An Interesting Board Comes My Way...

A couple of days ago someone brought me an eps/epoxy longboard to fix with some interesting dings, and I thought I would share them.

All you DarkSiders out there, don’t wait too long to hotcoat that lam. If you do wait too long, give it an alcohol wipe, sand it, spit on it, do something! This board has these spots all over it where the hotcoat is peeling off and exposing the lamination – And many more that are begining. This will be a never ending process for this poor guy, until he gets tired of having them fixed, or just surfs it as is (like he’s been doing for quite a while).

Bailiff, whack his peepee.


Any chance it was a poly hotcoat over an epoxy lam? That can be real bad if there was any blush…

Could be you 're right on there Benny,

But what test would verify? Peel a chunk, burn it, see what it smells like? (No, I’ve had a lifetime of toxic fumes already…)

Maybe if it cracks easily.

Yeah, how could it be tested???

Speedneedle

I’ve had similar problem with an epoxy glass job. Even with additive F, which is promoted as allowing multiple coats without sanding, it can happen.

Greg Loehr told me the temperature may have been too cold which promotes blush.

Some folks in the know recommend an alcohol wipe and fill coat over the lam as soon as the lam coat has kicked. The overlap and rails get sanded after a full cure followed by lam and immediate fill coat to the other side.

Obviously tinted lams, cutlaps, deck inserts, etc won’t work using this method.

A friend’s board has quite a number of rail bubbles exactly like those shown that I’ll have to fix for free. He tells me it takes minimum impact to cause them. They haven’t actually separated like those shown and they don’t leak but after 30+ years of relatively trouble free polyester glassing as a hobbyist, it’s a definite pisser.

I’d test a piece in some acetone. If it melts, its poly, if it gums, its epoxy.
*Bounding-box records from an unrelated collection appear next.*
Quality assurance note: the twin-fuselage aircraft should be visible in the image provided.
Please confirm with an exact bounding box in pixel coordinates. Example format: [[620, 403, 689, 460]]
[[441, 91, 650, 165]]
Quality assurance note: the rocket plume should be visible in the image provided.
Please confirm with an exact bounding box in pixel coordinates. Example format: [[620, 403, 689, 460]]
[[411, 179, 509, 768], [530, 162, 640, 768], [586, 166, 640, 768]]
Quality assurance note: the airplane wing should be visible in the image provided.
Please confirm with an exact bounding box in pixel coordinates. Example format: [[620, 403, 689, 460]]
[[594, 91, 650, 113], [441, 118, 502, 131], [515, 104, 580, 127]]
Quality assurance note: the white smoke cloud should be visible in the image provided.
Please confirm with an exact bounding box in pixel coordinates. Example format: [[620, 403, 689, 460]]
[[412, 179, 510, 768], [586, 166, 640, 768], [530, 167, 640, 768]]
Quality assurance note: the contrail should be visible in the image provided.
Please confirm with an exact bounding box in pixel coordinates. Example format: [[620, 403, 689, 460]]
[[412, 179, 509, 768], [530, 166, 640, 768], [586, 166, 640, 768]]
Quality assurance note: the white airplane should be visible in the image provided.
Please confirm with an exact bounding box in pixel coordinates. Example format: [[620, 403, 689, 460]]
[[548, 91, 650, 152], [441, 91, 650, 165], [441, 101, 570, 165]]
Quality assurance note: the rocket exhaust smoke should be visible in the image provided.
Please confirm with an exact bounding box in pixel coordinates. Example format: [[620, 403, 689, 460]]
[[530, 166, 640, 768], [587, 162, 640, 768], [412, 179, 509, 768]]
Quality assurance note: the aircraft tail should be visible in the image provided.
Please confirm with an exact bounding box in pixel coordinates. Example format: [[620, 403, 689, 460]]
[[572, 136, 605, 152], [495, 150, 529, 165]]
If I’m laminating by hand with epoxy, I hot/fill coat before flipping. Not as soon as it gels, but more like the next morning - 5-6 hours later. At that point, I can tape the rail perimeter without worry. Warm the resin for hotcoating & it flows like water, but the recent & active lam seems to grab it firmly so it doesn’t drain off the rails. Later that night - 14 hours later or so, its all ready to flip. Pull the tape, surform the tape lines, lam the deck and even that goes onto relatively new resin from the bottom fill coat. Next morning, tape again & fill coat the deck. I lam around 9 pm & fill coat around 5 am.

Lam - fill - flip - lam - fill, not lam - flip - lam - fill - flip - lam. I haven’t had any resin cracking off.

Except, of course, on a board I did last winter in the cold when I got tired of spaceheaters. I did a UV poly hotcoat over an epoxy lam. It was ok for a while…and then, voila, just like Ozzy’s photos :slight_smile: That’s how I knew - and that’s when I changed my technique.

Lam - fill - flip - lam - fill, not lam - flip - lam - fill - flip - lam.

Benny - Please fill me in. Why not two layers at once with staggered overlaps and skip 1/2 the flips and half the steps? Do you fill coat the last lam?

The flaking is epoxy. A few flakes in a little acetone overnight and they didn’t even gum up, much less melt. The board is at least a few years old, and I have no idea what kind of epoxy resin was used.

wow benny,

that sounds like a lot of resin/work. what if you are using pigment? obviously, the first lam gets the color, but what about wrapping your deck around to the bottom?

i was hoping to lam in the normal order, then fill coat it all, same order as poly. is that out of the question?

thanks,

Quote:
Lam - fill - flip - lam - fill, not lam - flip - lam - fill - flip - lam.

Benny - Please fill me in. Why not two layers at once with staggered overlaps and skip 1/2 the flips and half the steps? Do you fill coat the last lam?

I think I was misunderstood…

I meant I do:

Lam - fill - flip - lam - fill

with epoxy. Done in one flip. And then sand & gloss.

I do not:

lam - flip - lam - fill - flip - fill

2 flips, which is the way most people do poly…

I get now… thanks! That’s the same way a professional epoxy glasser suggested I do it. I don’t like the idea of having to sand into the unfilled laminate.

No blush, it was epoxy over epoxy, but someone didn’t prep the lam correctly before hotcoating. The bottom wasn’t that bad, but the deck was in pitiful shape. The customer wanted the hotcoat stripped and replaced. It’s the board from hell, but it is waiting on the customer like this.

just want to add that i use the same technique as benny here

i fil coat after about 4 or five hours with just a little bit of heated resin

say 100 grams for a shortboard.

so if you use 1 layer of 6oz and can lam it with 200 grams

thats only 300 grams total per side

add another 70grams or so to seal the blank if you are not using spackle

its pretty standars in boatbuilding to go for the chemical bond when using epoxy resins

and offers a far superior lamination.